# Nail gun for ring shank nails?



## coldinil (Jan 25, 2009)

I have squeaky floors and want to fix it before carpet. Is there such a thing as a nail gun that uses ring shank nails? I looked at Lowes and did not see one that said it was for them?


----------



## paul100 (Aug 29, 2009)

Any framing gun should handle ring shank nails


----------



## Glassit (Jan 30, 2016)

Same gun shoots both. Coated nails generally seem to harder to pull out than ring shanks are but I haven't specifically tested. Buy two 1# boxes of identical nails in coated and ringed, and sink one of each the same distance into clear lumber, then put a digital luggage scale a marked set distance up a long pry bar for leverage, pull the scale, and see which nail takes more force to pull out. If you want the max holding power.

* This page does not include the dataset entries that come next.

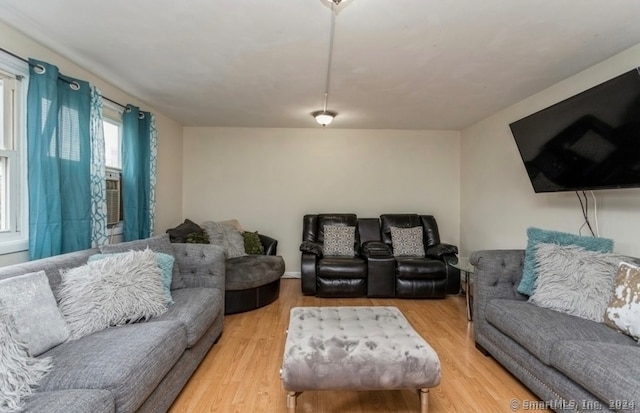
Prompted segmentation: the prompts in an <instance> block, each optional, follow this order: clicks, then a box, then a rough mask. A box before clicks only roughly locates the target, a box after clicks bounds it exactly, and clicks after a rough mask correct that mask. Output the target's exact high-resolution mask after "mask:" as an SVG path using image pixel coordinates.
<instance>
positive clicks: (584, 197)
mask: <svg viewBox="0 0 640 413" xmlns="http://www.w3.org/2000/svg"><path fill="white" fill-rule="evenodd" d="M589 192H591V197H592V198H593V205H594V208H593V216H594V221H595V226H596V230H595V231H594V230H593V227H592V226H591V221H590V218H589V198H588V197H587V193H586V192H585V191H581V192H578V191H576V196H577V197H578V201H580V209H581V210H582V218H583V219H584V222H583V223H582V225H581V226H580V229H579V230H578V234H580V235H582V230H583V229H584V228H585V227H587V228H588V229H589V232H590V233H591V236H592V237H599V236H600V228H599V225H598V203H597V200H596V196H595V195H594V194H593V191H589ZM581 195H582V196H581Z"/></svg>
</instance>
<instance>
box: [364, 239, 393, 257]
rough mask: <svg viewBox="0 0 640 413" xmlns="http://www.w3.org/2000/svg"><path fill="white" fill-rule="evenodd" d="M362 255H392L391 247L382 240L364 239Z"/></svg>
mask: <svg viewBox="0 0 640 413" xmlns="http://www.w3.org/2000/svg"><path fill="white" fill-rule="evenodd" d="M361 250H362V255H363V256H364V257H365V258H369V257H392V256H393V252H392V251H391V247H389V246H388V245H387V244H385V243H384V242H382V241H365V242H363V243H362V249H361Z"/></svg>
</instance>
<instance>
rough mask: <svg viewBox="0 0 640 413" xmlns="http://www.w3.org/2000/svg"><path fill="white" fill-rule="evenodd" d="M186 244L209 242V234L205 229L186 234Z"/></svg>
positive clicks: (208, 243) (206, 243)
mask: <svg viewBox="0 0 640 413" xmlns="http://www.w3.org/2000/svg"><path fill="white" fill-rule="evenodd" d="M186 243H187V244H209V234H207V232H206V231H205V230H201V231H197V232H192V233H190V234H189V235H187V239H186Z"/></svg>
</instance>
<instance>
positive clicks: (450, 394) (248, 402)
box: [170, 279, 538, 413]
mask: <svg viewBox="0 0 640 413" xmlns="http://www.w3.org/2000/svg"><path fill="white" fill-rule="evenodd" d="M336 305H347V306H348V305H393V306H396V307H398V308H399V309H400V310H401V311H402V312H403V313H404V314H405V316H406V317H407V319H408V320H409V322H410V323H411V324H412V325H413V327H414V328H415V330H416V331H417V332H418V333H419V334H421V335H422V337H424V338H425V339H426V340H427V341H428V342H429V343H430V344H431V346H432V347H433V348H434V349H435V350H436V352H437V353H438V355H439V357H440V362H441V365H442V382H441V384H440V385H439V386H438V387H436V388H433V389H431V392H430V397H429V407H430V408H429V411H430V412H431V413H450V412H464V413H467V412H512V411H513V410H512V409H511V407H510V403H511V401H512V400H513V399H516V400H518V401H523V400H538V398H537V397H535V396H534V395H533V394H532V393H531V392H530V391H529V390H528V389H527V388H526V387H524V386H523V385H522V384H521V383H520V382H519V381H518V380H517V379H515V378H514V377H513V376H512V375H511V374H510V373H509V372H507V371H506V370H505V369H503V368H502V367H501V366H500V365H499V364H498V363H497V362H496V361H495V360H494V359H493V358H491V357H485V356H483V355H482V354H481V353H480V352H479V351H478V350H476V348H475V345H474V341H473V323H472V322H467V319H466V313H465V311H466V310H465V301H464V297H462V296H449V297H447V298H446V299H443V300H400V299H370V298H355V299H354V298H350V299H328V298H316V297H308V296H303V295H302V293H301V292H300V280H298V279H283V280H282V286H281V291H280V298H279V299H278V300H276V301H275V302H274V303H272V304H270V305H268V306H266V307H263V308H260V309H258V310H254V311H249V312H246V313H241V314H233V315H229V316H226V317H225V321H224V323H225V325H224V331H223V334H222V336H221V338H220V340H219V342H218V343H217V344H216V345H214V346H213V348H212V349H211V350H210V351H209V354H208V355H207V356H206V358H205V359H204V360H203V362H202V364H201V365H200V367H199V368H198V370H197V371H196V372H195V373H194V375H193V376H192V377H191V379H190V381H189V383H187V385H186V386H185V388H184V389H183V391H182V393H181V394H180V396H179V397H178V399H177V400H176V401H175V403H174V404H173V406H172V407H171V409H170V413H187V412H189V413H192V412H193V413H200V412H221V413H231V412H237V413H245V412H250V413H252V412H283V413H284V412H286V411H287V409H286V392H285V391H284V389H283V388H282V384H281V382H280V377H279V370H280V365H281V363H282V353H283V349H284V340H285V330H286V328H287V325H288V323H289V310H290V309H291V308H292V307H299V306H336ZM419 411H420V403H419V399H418V396H417V394H416V392H415V391H411V390H391V391H375V392H370V391H360V392H355V391H353V392H349V391H331V392H329V391H323V392H317V391H309V392H304V393H302V394H301V395H300V397H298V408H297V412H301V413H311V412H314V413H329V412H332V413H333V412H335V413H363V412H381V413H382V412H384V413H391V412H397V413H400V412H419Z"/></svg>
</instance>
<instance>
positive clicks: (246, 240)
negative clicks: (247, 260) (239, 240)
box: [242, 231, 264, 255]
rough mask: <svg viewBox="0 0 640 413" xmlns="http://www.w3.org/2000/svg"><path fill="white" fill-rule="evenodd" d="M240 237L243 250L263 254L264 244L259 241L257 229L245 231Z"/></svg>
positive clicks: (263, 252) (259, 240)
mask: <svg viewBox="0 0 640 413" xmlns="http://www.w3.org/2000/svg"><path fill="white" fill-rule="evenodd" d="M242 238H244V252H246V253H247V254H249V255H264V246H263V245H262V242H261V241H260V236H259V235H258V231H256V232H249V231H245V232H243V233H242Z"/></svg>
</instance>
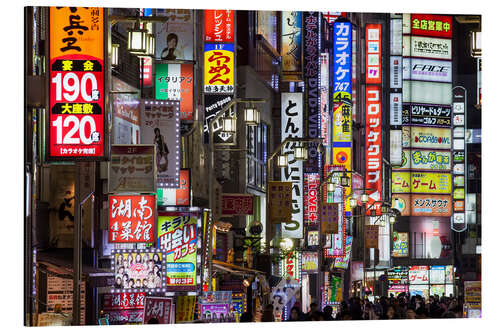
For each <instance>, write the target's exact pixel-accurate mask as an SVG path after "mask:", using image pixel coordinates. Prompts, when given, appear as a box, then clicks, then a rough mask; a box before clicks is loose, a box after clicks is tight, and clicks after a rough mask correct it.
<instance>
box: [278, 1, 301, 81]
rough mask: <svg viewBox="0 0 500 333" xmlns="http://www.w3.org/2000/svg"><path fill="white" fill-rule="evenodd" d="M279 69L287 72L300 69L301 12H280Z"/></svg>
mask: <svg viewBox="0 0 500 333" xmlns="http://www.w3.org/2000/svg"><path fill="white" fill-rule="evenodd" d="M281 59H282V60H281V69H282V71H283V75H284V76H285V77H286V74H287V72H292V73H293V72H299V73H300V72H301V70H302V12H300V11H292V12H288V11H284V12H281Z"/></svg>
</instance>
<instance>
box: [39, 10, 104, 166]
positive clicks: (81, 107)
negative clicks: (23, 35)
mask: <svg viewBox="0 0 500 333" xmlns="http://www.w3.org/2000/svg"><path fill="white" fill-rule="evenodd" d="M103 11H104V9H103V8H98V7H50V17H49V21H50V57H49V59H50V68H49V73H50V86H49V91H50V108H49V135H48V141H49V142H48V154H49V156H50V157H57V158H63V159H74V158H79V159H81V158H93V159H95V158H96V157H103V156H104V138H105V135H104V119H105V117H104V114H105V109H104V15H103Z"/></svg>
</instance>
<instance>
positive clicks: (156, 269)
mask: <svg viewBox="0 0 500 333" xmlns="http://www.w3.org/2000/svg"><path fill="white" fill-rule="evenodd" d="M111 254H112V255H113V261H112V263H111V269H112V270H113V272H114V275H115V284H114V286H113V287H114V288H117V289H116V290H123V289H125V290H126V289H134V291H135V290H136V289H137V290H138V291H142V290H146V291H148V290H155V291H160V290H165V257H164V254H163V253H162V252H161V251H158V250H156V249H152V250H112V251H111Z"/></svg>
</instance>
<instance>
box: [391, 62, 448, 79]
mask: <svg viewBox="0 0 500 333" xmlns="http://www.w3.org/2000/svg"><path fill="white" fill-rule="evenodd" d="M391 58H392V57H391ZM391 66H392V62H391ZM451 74H452V66H451V61H444V60H431V59H420V58H404V59H403V79H404V80H417V81H432V82H450V83H451V79H452V78H451Z"/></svg>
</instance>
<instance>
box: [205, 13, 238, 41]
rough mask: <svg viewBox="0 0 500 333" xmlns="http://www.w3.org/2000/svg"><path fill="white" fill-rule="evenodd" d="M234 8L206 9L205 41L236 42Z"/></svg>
mask: <svg viewBox="0 0 500 333" xmlns="http://www.w3.org/2000/svg"><path fill="white" fill-rule="evenodd" d="M234 19H235V17H234V10H225V9H215V10H209V9H205V42H212V43H218V42H223V43H225V42H234Z"/></svg>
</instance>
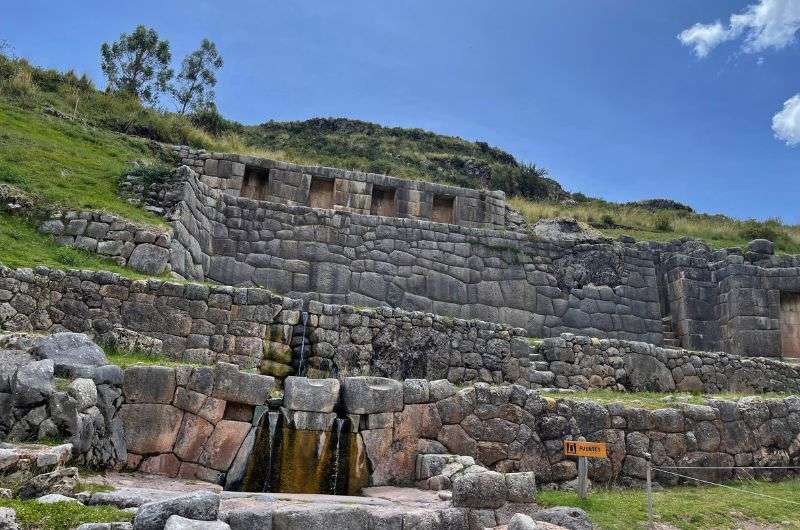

Report back if you test it.


----------



## Nealtw (Jun 22, 2017)

Just put the nail at 45*, they won't let go, any nail.


----------



## chandler48 (Jun 5, 2017)

You don't need to do all that luggage scale testing of nails to get the performance you need. Most of us have used every kind of nail possible and can give you first hand information. Ring shank nails will undoubtedly hold. We have dismantled decks with ring shank nails holding the decking and the wood tears away from the nails before the nails release. You'll need to buy the correct angle nails for whatever nail gun you rent/buy. I do prefer HDG ring shank nails.


----------



## joecaption (Nov 30, 2011)

Any framing nail gun will shoot ring shanked nails.
Ring shanks have great holding power but will not pull the offening boards down to make direct contact, bugle head decking screws will.
Best to use an impact driver when installing them.


----------



## BIG Johnson (Apr 9, 2017)

Screws are best for fixing squeaky boards.

Any framer except the 20V Dewalt should handle ring shank.


----------



## coldinil (Jan 25, 2009)

Screws it is. Thanks guys


----------